Open matsen opened 1 year ago
I implemented something like this in #73, although it's slightly different:
The Jukes-Cantor ML branch length is given by $\hat\nu = -\frac{3}{4}\ln(1-\frac{4}{3}p)$, where $p = m/N$, the number of mutated sites $m$ normalized by the total number of sites $N$.
The likelihood penalty for each site, with the parent base $i$ and the child base $j$, is
P_{ij}(\nu) = \cases{ \frac{1}{4} + \frac{3}{4} e^{-4\nu/3},& i = j\\
\frac{1}{4} - \frac{1}{4} e^{-4\nu/3},& i$\neq$ j\\}
Using the ML branch length estimate, this simplifies to
P_{ij}(\hat\nu) = \cases{ 1-p,& i = j\\
\frac{1}{3}p,& i$\neq$ j\\}
so the product of these values over all sites is the likelihood penalty for a branch.
The simplest model of DNA evolution is Jukes-Cantor: https://en.wikipedia.org/wiki/Models_of_DNA_evolution#JC69_model_(Jukes_and_Cantor_1969)
The simplest weight we could put on the edges of an hDAG is to use the likelihood of the observed sequence transitions using the ML branch length for that edge.

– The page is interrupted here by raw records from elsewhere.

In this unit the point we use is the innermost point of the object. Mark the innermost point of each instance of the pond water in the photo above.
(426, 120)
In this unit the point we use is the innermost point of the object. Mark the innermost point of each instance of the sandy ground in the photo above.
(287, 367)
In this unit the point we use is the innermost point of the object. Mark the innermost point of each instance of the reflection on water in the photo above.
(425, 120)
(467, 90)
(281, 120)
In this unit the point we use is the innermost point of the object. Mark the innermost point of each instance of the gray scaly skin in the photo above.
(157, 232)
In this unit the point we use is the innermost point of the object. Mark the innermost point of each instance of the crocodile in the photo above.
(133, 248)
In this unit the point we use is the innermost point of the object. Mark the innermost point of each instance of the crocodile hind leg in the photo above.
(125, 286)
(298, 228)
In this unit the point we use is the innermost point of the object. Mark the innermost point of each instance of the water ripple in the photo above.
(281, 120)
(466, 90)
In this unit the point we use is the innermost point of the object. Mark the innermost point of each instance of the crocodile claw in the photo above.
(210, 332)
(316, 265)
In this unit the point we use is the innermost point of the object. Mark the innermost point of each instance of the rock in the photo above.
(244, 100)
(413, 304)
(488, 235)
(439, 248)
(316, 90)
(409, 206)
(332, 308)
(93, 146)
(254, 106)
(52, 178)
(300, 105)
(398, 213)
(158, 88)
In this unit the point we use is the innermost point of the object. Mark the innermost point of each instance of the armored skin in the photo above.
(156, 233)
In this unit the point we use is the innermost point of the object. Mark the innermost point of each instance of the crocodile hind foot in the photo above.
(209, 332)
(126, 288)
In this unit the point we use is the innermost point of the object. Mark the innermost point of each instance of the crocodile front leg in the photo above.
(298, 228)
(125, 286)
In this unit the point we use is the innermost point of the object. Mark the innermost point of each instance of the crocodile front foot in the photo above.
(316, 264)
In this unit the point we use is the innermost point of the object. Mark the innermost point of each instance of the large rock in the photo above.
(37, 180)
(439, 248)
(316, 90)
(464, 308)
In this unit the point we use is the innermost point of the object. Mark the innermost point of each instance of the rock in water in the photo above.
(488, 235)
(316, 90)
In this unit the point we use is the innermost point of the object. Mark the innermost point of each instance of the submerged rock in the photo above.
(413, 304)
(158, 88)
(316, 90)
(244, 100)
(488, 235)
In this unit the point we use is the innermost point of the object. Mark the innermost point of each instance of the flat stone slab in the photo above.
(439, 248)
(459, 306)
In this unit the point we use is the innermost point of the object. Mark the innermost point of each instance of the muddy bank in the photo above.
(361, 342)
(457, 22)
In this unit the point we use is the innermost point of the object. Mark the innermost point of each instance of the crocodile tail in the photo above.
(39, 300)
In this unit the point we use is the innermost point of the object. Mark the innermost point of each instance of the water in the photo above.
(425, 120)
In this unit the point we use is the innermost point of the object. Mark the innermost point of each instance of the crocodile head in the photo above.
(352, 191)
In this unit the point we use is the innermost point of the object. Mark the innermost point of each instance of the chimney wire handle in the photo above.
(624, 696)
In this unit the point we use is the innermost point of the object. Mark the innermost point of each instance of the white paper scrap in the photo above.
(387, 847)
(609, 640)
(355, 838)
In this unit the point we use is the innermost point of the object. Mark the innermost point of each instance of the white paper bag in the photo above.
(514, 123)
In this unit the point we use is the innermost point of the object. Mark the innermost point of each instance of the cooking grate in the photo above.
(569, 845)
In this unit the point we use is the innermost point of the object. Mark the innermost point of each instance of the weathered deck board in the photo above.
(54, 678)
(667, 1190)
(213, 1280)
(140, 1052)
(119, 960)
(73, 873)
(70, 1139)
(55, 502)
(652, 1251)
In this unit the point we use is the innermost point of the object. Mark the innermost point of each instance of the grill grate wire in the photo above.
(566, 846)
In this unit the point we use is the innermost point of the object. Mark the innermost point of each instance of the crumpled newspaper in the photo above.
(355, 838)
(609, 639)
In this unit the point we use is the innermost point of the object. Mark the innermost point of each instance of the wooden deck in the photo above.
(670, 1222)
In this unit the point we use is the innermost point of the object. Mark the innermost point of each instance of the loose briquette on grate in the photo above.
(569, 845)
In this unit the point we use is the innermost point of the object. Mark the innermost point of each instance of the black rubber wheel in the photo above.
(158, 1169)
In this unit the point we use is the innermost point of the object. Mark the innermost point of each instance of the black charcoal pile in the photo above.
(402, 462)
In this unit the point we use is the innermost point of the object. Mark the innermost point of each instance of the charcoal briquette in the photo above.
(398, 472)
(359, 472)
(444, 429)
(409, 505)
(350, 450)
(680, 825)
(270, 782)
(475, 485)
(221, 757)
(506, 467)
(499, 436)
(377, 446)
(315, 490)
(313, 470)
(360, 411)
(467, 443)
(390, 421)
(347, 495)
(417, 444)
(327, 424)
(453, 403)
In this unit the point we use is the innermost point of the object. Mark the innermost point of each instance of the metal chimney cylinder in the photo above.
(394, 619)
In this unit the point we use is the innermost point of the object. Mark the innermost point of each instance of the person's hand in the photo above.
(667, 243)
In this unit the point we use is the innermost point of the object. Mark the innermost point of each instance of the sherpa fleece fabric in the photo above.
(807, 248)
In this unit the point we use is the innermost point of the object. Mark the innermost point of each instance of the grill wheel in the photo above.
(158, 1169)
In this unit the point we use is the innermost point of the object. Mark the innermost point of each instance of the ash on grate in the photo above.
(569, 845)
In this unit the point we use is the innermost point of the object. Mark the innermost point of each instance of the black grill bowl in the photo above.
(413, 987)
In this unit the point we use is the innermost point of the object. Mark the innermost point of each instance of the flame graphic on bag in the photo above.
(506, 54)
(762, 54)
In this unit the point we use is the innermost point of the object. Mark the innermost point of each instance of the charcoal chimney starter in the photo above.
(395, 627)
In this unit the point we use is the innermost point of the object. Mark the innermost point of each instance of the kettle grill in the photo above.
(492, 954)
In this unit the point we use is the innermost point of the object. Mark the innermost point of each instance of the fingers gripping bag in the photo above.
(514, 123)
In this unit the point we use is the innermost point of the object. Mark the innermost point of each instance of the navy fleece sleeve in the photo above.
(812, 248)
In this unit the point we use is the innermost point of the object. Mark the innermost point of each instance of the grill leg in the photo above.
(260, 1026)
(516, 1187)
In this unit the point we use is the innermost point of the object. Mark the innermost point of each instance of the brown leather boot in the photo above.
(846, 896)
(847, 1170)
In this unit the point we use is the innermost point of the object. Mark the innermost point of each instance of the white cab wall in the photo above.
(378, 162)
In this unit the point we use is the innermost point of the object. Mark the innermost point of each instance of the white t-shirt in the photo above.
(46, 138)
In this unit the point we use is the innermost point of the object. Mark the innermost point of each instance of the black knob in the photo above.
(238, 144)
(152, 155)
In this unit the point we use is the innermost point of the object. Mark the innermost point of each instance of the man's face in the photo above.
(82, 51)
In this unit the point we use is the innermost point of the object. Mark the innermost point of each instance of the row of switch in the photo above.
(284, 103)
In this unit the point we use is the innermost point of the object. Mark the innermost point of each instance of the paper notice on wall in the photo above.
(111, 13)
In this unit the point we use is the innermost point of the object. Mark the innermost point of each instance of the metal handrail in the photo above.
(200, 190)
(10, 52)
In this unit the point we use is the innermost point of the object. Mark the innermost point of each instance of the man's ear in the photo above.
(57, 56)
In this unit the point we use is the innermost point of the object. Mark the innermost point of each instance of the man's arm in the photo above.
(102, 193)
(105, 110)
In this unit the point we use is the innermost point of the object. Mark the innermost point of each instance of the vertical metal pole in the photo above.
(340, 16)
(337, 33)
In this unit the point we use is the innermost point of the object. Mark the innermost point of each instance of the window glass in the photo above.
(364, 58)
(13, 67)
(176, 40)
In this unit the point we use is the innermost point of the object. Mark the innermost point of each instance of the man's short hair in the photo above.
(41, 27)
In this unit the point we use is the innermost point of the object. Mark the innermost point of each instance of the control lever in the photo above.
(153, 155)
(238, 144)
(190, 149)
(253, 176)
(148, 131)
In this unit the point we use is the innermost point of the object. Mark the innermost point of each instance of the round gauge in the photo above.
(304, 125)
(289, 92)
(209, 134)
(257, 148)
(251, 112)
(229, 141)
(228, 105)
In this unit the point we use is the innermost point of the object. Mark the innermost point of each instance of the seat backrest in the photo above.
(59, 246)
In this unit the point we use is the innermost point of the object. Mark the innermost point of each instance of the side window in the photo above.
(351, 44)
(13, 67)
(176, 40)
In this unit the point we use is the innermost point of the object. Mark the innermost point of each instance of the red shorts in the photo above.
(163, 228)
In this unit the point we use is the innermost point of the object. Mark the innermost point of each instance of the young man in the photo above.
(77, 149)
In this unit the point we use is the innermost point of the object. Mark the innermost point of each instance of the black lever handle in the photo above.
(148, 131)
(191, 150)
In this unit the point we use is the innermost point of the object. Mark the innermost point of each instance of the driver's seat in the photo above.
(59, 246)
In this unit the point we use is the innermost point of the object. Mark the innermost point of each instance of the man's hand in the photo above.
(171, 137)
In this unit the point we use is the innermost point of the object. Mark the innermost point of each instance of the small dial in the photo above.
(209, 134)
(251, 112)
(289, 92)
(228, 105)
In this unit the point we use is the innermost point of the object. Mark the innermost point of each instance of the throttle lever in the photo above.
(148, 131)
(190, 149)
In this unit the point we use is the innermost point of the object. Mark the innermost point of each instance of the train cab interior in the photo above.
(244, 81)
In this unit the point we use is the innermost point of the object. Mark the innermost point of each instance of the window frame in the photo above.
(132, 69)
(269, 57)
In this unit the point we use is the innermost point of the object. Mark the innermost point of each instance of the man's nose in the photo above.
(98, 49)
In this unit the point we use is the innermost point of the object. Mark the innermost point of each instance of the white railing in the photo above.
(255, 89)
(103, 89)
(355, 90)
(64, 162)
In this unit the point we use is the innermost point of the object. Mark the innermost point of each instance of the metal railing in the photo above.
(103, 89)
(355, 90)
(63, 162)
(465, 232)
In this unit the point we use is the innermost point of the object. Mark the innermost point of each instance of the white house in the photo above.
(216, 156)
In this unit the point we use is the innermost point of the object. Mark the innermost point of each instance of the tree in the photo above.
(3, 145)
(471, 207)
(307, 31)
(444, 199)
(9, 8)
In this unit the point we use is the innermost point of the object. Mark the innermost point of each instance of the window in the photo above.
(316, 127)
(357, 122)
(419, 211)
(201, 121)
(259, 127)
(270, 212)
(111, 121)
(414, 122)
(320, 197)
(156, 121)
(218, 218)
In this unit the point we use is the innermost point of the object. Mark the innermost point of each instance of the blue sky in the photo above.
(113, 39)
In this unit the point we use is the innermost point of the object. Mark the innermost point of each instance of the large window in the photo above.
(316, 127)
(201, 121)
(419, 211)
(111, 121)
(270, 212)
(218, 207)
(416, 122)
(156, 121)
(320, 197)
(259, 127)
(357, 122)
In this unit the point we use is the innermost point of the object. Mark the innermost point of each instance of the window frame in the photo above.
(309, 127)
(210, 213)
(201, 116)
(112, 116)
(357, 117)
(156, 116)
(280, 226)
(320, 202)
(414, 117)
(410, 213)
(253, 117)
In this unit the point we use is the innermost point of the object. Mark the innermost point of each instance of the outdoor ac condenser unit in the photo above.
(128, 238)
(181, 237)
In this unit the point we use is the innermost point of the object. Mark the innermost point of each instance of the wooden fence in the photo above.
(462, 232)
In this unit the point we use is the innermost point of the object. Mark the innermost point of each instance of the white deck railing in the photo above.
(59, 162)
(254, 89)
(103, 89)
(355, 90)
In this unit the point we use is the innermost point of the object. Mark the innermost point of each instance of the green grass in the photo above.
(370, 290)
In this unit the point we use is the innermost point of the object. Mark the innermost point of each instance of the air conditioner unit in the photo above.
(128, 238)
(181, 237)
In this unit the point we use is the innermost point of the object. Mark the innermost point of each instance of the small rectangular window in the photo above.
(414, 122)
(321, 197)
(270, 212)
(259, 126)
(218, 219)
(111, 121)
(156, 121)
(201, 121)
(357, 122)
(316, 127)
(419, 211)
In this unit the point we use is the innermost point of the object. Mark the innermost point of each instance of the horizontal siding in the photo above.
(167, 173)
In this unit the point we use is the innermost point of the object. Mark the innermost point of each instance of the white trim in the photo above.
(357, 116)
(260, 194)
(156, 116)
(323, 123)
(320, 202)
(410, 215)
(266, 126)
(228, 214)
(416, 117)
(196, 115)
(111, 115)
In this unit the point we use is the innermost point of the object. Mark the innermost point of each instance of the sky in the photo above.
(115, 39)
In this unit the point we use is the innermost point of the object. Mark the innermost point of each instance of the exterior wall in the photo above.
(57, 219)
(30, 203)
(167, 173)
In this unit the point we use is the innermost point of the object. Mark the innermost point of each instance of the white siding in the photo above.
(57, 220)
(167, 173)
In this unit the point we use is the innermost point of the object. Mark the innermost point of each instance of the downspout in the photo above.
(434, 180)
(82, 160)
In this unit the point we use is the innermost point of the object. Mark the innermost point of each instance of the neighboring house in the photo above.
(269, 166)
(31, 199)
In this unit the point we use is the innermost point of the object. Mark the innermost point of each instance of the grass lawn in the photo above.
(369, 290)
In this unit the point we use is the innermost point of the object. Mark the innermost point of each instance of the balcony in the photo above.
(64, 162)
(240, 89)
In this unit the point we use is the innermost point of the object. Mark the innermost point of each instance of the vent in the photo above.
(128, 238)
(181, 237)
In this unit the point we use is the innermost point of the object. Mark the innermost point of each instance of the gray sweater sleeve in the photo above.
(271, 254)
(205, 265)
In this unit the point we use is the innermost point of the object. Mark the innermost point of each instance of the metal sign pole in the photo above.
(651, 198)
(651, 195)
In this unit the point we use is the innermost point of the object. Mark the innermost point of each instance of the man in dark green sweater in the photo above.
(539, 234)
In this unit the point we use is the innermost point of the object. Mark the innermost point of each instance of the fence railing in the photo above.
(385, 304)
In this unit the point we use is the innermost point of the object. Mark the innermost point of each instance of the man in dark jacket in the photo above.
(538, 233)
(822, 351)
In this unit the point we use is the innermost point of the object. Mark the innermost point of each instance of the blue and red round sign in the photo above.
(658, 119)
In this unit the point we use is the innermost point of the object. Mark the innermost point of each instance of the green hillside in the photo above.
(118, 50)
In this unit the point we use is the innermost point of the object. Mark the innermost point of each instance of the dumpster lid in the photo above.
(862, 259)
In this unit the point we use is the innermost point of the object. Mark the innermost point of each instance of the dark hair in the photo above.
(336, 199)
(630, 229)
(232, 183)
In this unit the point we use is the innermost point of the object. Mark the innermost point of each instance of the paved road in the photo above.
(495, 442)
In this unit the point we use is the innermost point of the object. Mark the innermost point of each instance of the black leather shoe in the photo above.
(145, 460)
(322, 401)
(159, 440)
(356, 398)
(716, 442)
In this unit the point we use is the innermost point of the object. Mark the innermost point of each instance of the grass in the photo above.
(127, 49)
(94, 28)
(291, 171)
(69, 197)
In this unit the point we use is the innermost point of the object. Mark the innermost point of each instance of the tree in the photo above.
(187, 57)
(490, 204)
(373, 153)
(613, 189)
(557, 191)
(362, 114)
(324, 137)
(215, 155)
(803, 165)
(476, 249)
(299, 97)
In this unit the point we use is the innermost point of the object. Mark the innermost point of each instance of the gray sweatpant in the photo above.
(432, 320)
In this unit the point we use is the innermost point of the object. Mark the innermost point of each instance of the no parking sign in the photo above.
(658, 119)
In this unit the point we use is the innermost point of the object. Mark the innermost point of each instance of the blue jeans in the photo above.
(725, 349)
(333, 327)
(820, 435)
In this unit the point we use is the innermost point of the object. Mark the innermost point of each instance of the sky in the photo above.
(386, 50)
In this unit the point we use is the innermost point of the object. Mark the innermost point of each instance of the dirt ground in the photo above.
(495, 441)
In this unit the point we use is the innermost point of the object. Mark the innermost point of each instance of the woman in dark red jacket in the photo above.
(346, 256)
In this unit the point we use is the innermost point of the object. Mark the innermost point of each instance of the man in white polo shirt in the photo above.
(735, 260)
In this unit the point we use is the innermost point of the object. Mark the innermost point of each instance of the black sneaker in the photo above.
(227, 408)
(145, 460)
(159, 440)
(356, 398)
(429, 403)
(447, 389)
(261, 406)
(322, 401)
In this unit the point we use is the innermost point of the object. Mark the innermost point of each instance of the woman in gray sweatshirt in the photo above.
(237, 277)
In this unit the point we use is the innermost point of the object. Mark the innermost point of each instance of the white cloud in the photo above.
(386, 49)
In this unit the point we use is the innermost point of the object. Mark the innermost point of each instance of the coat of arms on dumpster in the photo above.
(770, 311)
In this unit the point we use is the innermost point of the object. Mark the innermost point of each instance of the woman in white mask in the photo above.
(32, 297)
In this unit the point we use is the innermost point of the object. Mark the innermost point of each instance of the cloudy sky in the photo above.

The transition matrix for this can be calculated directly as in the wikipedia article.
Then for each edge the likelihood is the likelihood of a mutation using the corresponding branch length to the power of the number of mutations, times the likelihood of no mutation to the power of the number of sites without mutation.